If you are above the age of, say, 12, and get the hankering to build a treehouse, find yourself another hankering really fast. And if your spouse turns to you and says, "Darling, you really need to build a treehouse for the kids," run - don't walk - out of the house and take the first flight overseas to join the Peace Corps. In the long run, it will be a lot easier than building a treehouse.
I speak from experience. I returned home from work recently to find a pencil drawing showing a few boards nailed together in the general shape of a treehouse. It could very well have been a beach hut where they sell suntan lotion and fruity drinks, which would have been a better deal for me because it would have meant relocating to the beach. But it was a treehouse, not a sun-drenched hut, and it meant that I would relocate only as far as the patch of trees at the far end of our back yard.
When I took my wife's architectural design to the woods, I saw she had tied a string around three huge pines whose trunks form a rough right triangle 9 feet and 10 feet and 11 feet apart.
"That's a lot of area to cover with boards," I said when I found her. "Are you sure you don't want to build a smaller treehouse in the low branches of one tree, thereby saving lumber, nails and my back?"
"We don't have any trees with low branches," she pointed out. "Just tall pines."
"I could set out some saplings and give them a chance to grow," I suggested.

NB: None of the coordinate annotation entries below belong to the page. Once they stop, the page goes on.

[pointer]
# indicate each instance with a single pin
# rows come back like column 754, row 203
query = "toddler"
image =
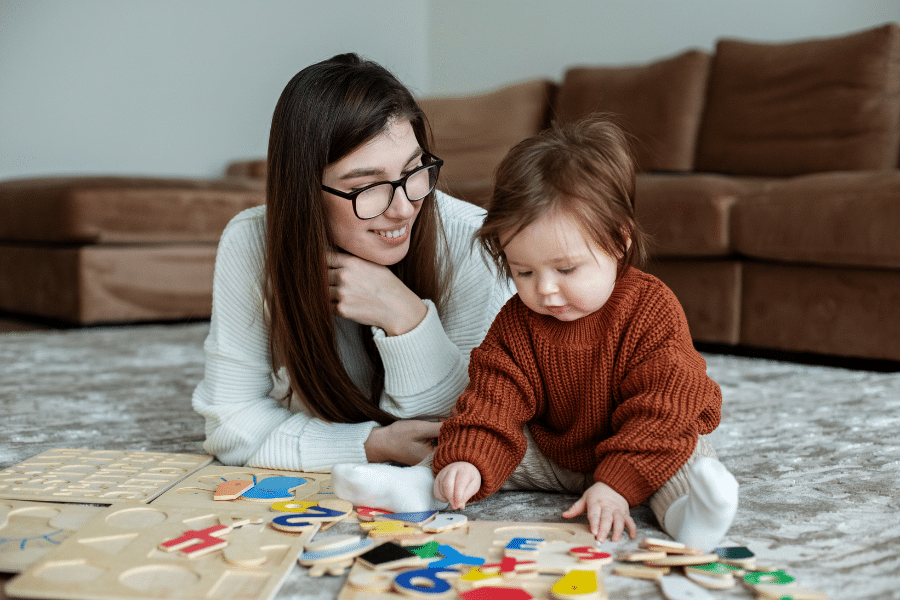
column 587, row 381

"Or you could get to climbing," she said, handing me the hammer.
So, bravely, I climbed. I didn't need to tell her that I am uncoordinated and totally lacking in carpentry skills. And I didn't bother to tell her that the last time I had been in a treehouse was when I was just becoming a teen-ager and was playing in the woods with my friend Edward.
Now, there is one reason I'm not on the Supreme Court today, and it is Edward. He was the bad influence that was continually leading me astray. On that particular day, he had talked me into ripping pebbled tarpaper off the sides of old sheds for use as walls in the way-high-up treehouse we had built in the woods.

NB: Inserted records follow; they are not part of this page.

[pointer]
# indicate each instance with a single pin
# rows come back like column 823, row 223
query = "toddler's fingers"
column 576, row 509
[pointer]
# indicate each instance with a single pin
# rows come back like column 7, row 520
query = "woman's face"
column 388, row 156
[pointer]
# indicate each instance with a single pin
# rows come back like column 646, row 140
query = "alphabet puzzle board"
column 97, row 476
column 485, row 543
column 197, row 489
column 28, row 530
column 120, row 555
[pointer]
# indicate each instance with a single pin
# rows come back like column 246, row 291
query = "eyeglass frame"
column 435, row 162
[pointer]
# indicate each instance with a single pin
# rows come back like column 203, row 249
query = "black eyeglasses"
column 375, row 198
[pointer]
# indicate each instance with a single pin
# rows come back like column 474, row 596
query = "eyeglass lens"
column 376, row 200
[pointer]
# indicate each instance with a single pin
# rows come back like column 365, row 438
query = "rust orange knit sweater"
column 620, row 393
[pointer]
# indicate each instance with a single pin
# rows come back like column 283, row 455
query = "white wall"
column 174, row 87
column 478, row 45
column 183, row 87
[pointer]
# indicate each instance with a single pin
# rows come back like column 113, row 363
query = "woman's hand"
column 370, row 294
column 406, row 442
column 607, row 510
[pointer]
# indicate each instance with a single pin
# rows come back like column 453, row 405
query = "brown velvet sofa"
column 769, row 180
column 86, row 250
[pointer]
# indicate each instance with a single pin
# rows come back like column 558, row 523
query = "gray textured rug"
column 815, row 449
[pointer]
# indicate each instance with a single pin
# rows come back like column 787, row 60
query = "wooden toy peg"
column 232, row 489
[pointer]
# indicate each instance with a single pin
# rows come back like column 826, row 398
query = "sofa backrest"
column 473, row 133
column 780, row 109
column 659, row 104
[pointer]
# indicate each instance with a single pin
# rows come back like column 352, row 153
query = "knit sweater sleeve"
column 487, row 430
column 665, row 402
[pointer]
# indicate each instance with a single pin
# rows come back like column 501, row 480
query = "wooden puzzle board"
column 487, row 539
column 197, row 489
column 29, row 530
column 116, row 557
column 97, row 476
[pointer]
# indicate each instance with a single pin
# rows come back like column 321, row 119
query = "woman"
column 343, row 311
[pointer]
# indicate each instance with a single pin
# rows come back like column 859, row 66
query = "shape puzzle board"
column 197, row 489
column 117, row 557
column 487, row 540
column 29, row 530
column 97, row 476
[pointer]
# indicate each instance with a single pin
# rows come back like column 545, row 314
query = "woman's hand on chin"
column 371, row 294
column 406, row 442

All went well until, as I was hammered from the upper reaches of the treehouse, I looked down and saw Edward on the ground, setting fire to the treehouse - with me in it.
Have you ever seen how quickly tarpaper burns? Have you seen the great black clouds of smoke it produces? My father saw those things because somewhere from across the rolling fields he spotted the black cloud, jumped off the tractor and ran to perform some impromptu firefighting.
That accomplished, he set fire to the seats of our pants with his hand for being the kind of people who keep Smokey Bear awake at night worrying.
Ever since that incident, I have stayed firmly on the ground and kept my hands away from flammable building supplies. Most important, I have stayed away from Edward.
But now, grown up, with children and grandchildren, I was again falling in the clutches of a bad influence - my wife. Under her urging (in much the same way that Patton urged his troops into battle) I would spend every spare minute for several weeks trying to put a playhouse in our pine trees. We would spend way too much money, make too many trips to the home improvement stores and borrow demonic electric tools from friends and family - all the while keeping it secret from the grandchildren until we were finished.
Miraculously, my wife did not set fire to the treehouse while I was in it. And if I do say so myself, it came out pretty good for a man with such bad hand-eye coordination.